On the positive side, some participants saw the pursuit of such awards as a way to drive organizational development. Others noted that by getting on a top employers list, the employer wins validation not so much for its HR department as for the practices of its managers and senior leaders.

Some of the discussion picked up on HR’s influence on ethics which, as Padfield of Inco outlined, are underpinned by five key concerns. These are: fair treatment, special considerations — a term referring to the need to make exceptions and to accommodate for individual circumstances — employee well-being, respect for the law and honest communication.

Though some noted the futility of trying to teach someone ethics, others said HR’s role in confronting ethical issues is all the more crucial.
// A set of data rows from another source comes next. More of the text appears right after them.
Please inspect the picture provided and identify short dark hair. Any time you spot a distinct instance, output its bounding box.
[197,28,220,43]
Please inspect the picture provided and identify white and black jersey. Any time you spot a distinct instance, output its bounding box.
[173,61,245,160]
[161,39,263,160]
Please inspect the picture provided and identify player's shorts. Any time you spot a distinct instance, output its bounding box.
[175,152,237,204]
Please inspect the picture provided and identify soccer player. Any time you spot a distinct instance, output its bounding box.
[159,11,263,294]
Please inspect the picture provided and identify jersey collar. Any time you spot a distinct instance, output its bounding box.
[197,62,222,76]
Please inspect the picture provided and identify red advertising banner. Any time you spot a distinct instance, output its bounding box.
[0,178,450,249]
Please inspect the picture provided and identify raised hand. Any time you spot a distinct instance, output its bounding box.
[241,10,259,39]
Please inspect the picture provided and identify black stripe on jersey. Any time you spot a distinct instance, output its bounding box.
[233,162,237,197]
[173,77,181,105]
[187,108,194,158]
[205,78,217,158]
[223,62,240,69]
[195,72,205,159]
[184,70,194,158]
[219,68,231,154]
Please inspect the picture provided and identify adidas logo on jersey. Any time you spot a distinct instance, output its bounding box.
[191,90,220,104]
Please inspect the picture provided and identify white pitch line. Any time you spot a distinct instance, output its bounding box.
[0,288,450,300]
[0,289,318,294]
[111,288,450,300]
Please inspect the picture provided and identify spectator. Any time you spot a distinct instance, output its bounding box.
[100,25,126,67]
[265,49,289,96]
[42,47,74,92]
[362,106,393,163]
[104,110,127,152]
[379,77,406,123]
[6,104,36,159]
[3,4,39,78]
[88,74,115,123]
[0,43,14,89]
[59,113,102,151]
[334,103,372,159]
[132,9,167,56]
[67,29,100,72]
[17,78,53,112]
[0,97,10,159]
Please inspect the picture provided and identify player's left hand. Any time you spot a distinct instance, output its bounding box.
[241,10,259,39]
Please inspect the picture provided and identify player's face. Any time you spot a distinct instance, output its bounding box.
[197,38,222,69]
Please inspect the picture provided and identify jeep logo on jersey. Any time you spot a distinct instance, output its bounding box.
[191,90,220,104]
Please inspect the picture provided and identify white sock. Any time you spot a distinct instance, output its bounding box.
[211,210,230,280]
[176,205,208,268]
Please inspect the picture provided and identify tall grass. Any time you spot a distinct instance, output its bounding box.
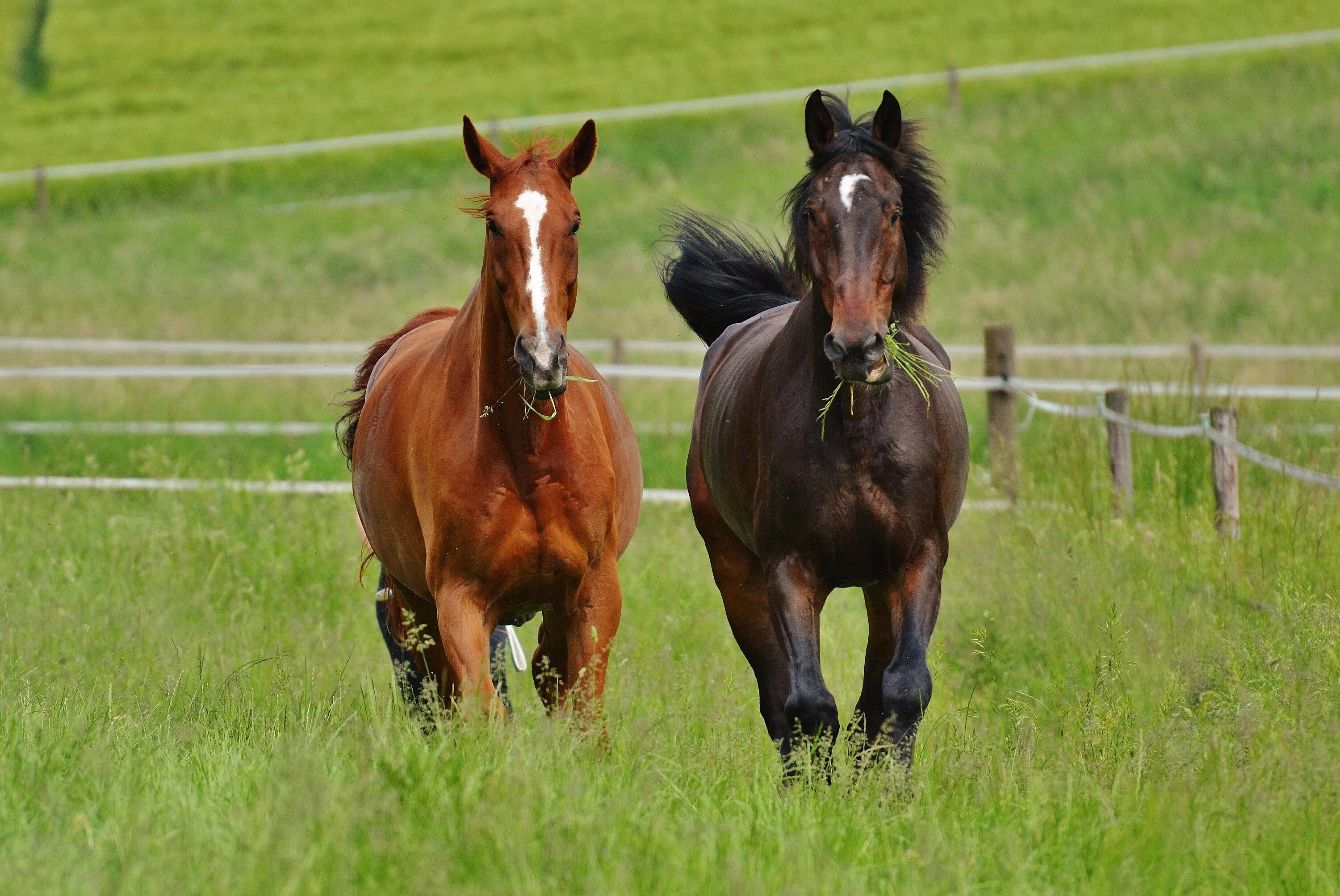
[0,407,1340,892]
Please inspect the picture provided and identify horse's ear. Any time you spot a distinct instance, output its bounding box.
[805,90,836,153]
[461,115,507,181]
[870,90,903,149]
[555,118,595,183]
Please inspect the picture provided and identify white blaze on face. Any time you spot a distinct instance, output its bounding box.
[516,190,551,367]
[838,174,870,212]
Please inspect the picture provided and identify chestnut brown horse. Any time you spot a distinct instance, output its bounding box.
[662,91,967,762]
[342,118,642,713]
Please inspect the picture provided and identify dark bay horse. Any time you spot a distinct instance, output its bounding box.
[661,91,967,762]
[342,118,642,713]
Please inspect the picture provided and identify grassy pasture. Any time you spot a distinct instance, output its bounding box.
[0,418,1340,893]
[0,12,1340,893]
[0,0,1336,170]
[0,48,1340,343]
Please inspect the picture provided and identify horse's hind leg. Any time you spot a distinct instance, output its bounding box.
[880,540,949,765]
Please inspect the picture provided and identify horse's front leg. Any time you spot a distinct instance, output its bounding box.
[433,583,507,717]
[535,540,623,718]
[768,554,838,759]
[880,540,949,766]
[851,581,899,747]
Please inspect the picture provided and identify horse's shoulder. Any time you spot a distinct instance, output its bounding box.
[702,301,796,374]
[899,321,950,370]
[367,308,461,390]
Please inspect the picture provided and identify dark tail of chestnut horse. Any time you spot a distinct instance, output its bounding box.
[335,308,460,466]
[661,212,804,346]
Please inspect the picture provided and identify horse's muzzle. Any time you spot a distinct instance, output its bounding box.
[824,332,892,386]
[515,332,568,399]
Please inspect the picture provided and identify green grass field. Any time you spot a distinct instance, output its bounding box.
[0,0,1340,893]
[0,0,1337,170]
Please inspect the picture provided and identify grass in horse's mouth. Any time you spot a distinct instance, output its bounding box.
[817,320,953,441]
[480,375,595,421]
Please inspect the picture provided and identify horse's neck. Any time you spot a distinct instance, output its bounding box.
[452,275,519,408]
[777,291,836,402]
[777,291,880,419]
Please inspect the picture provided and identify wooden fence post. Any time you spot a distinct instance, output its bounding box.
[1191,336,1210,391]
[610,336,626,394]
[1210,406,1242,540]
[32,165,51,221]
[984,324,1018,501]
[1103,388,1135,517]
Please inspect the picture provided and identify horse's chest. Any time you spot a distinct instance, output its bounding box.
[434,466,607,581]
[768,449,935,585]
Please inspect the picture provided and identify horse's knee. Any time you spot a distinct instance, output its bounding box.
[787,688,838,737]
[883,660,931,725]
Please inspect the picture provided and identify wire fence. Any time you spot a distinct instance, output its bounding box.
[1008,383,1340,492]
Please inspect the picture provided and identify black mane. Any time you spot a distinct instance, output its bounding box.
[785,92,949,317]
[658,94,949,346]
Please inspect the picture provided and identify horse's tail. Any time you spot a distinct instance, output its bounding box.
[335,308,458,463]
[659,212,804,346]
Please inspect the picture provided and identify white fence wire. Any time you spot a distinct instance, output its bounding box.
[1008,380,1340,492]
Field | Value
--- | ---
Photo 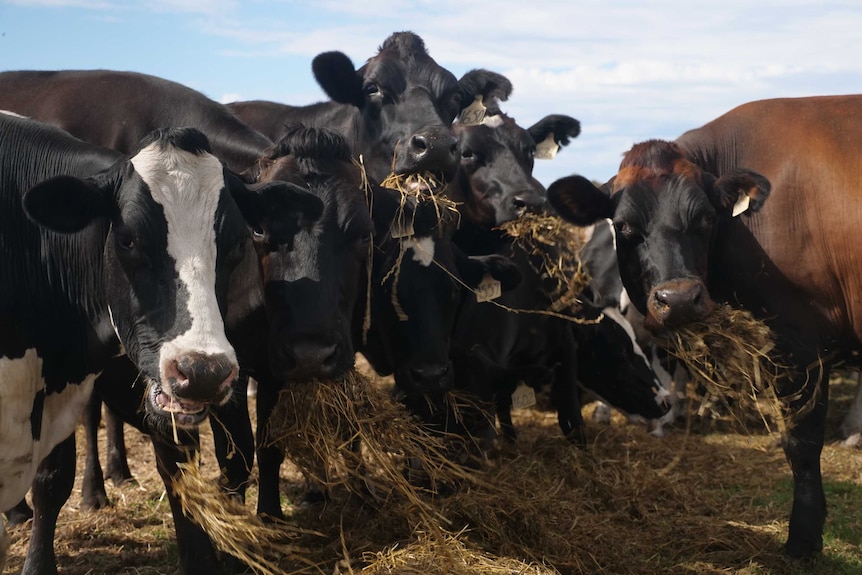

Hugh Secord, author of Best Practices: Communications Issues in Human Resources Management, published by Carswellbusiness, said that’s because HR practitioners are “exposed to more ethical issues than any other profession.”

A few others pointed to examples of violations of labour standards, untruthful communications with employees and bad-faith dealing with unions to underscore a need for HR practitioners to reflect on the ethical requirement of their jobs.

“But we need to watch out for the smug satisfaction that comes from being a watchdog,” said Padfield. “We need to be on the court not sitting on the stands commenting.”

The participants also heard about the growing capacity to deliver the kinds of metrics that matter — not measures of HR efficiencies but measures of the business impact of particular HR initiatives. Stephanie Speal, senior director of employee research at Toronto-based CIBC, told participants that, to find out the level of compliance with the bank’s performance management system, she’s still doing surveys to find out how many employees have completed a scorecard throughout the organization.

“But there are systems out there that are all automated, and HR can go in and with a switch find out how many have a scorecard in place. So automation is really going to facilitate the gathering of information,” said Speal.

At that point, “HR’s role won’t be to execute this measurement but to find out: what’s the value of this evaluation? What does it mean that 50 per cent have a scorecard? What’s the difference in business impact?”

At CIBC, in particular, external regulators have started to take an interest in such internal issues as culture.

“The interesting thing is when other people look at information it changes the importance that people internally attribute to that information,” said Speal. “If we know that external regulators are interested in how many employees have a scorecard, all of a sudden business leaders are paying more attention to that as well."